Rund 2 000 Unterseiten verwalten die beiden Onliner auf dem BGLT-Internetauftritt. Beliebter Anlaufpunkt der Internet-Gemeinde: die diversen Webcams. »Dort kann man sich minutengenau darüber informieren, wie das Wetter aktuell bei beliebten Ausflugszielen ist«, so Wurm. In dessen Aufgabenbereich fallen auch die Themen »Wandern« und »Natur«. Kein Wunder: Der studierte Volkswirt ist seit jeher ein begeisterter Berggeher. Natürlich nimmt er bei seinen Ausflügen häufig die Kamera mit, fängt tolle Motive ein, die er wiederum für den BGLT-Blog verwendet. So war er erst kürzlich bei einer »Feierabend-Wanderung« auf dem Toten Mann unterwegs. Dabei sind einige sehenswerte Aufnahmen entstanden, die auch der Facebook-Gemeinschaft zusagten. 375-mal »Gefällt mir« spricht eine deutliche Sprache. Wurms Ausflüge in die Natur finden während seiner Freizeit statt. »Mein Beruf ist ein klassischer Bürojob«, sagt der Ramsauer.

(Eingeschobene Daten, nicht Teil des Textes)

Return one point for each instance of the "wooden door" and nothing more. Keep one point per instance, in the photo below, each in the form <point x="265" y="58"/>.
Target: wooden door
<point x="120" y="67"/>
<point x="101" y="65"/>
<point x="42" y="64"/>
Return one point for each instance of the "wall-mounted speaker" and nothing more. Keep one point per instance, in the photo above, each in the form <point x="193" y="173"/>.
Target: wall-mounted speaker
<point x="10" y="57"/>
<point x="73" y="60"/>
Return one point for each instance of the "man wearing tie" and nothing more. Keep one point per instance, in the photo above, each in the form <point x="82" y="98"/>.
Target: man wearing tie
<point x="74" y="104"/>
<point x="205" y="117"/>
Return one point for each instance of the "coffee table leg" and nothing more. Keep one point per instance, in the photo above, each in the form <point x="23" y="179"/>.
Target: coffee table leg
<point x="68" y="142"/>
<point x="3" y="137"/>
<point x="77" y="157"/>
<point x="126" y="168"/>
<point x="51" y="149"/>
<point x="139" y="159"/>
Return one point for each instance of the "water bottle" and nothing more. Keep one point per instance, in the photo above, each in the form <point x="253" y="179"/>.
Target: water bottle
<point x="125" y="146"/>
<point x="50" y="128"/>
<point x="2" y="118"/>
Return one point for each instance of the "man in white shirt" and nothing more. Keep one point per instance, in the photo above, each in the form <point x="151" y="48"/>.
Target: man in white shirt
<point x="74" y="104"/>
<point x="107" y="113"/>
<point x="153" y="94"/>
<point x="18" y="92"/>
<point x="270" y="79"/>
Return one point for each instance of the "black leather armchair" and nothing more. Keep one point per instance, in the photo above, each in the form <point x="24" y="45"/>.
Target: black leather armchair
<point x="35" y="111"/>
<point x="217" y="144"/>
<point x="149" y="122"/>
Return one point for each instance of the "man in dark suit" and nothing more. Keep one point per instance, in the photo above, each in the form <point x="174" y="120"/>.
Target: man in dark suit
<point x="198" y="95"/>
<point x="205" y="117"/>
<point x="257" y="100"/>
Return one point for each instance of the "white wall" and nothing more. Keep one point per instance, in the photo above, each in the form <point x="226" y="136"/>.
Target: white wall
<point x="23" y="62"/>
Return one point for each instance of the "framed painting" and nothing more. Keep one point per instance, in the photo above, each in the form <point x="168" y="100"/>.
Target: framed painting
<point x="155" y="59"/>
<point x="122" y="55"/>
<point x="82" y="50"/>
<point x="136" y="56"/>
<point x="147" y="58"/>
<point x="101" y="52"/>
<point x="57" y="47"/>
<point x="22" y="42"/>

Mehrmals pro Woche veröffentlicht er auf den diversen BGLT-Auftritten neue Inhalte, bringt Landschaftsfotos, TV-Tipps, also Beiträge, die im Berchtesgadener Land gedreht wurden, stellt besondere Ausflugsziele vor. Was hervorragend funktioniert, sind Beiträge mit Superlativen: »der höchste Wasserfall«, »die schönsten Ausflugsziele«.

2015: 2,4 Millionen Besucher auf der Homepage

Immer wieder verweist Wurm auf die eigentliche BGLT-Webseite. Im vergangenen Jahr verzeichnete der Auftritt knapp 2,4 Millionen Besuche. 1,3 Millionen Nutzer waren im Schnitt 4,40 Minuten auf der Seite unterwegs. Genaue Statistiken über das Nutzerverhalten liefert Wurm und seiner Kollegin das Software-Werkzeug »Google Analytics«. Damit lässt sich bestimmen, wie viele Nutzer auf der Seite unterwegs sind, wie sich die Altersstruktur zusammensetzt, ebenfalls kann man feststellen, aus welchen Ländern wie viele Zugriffe erfolgen.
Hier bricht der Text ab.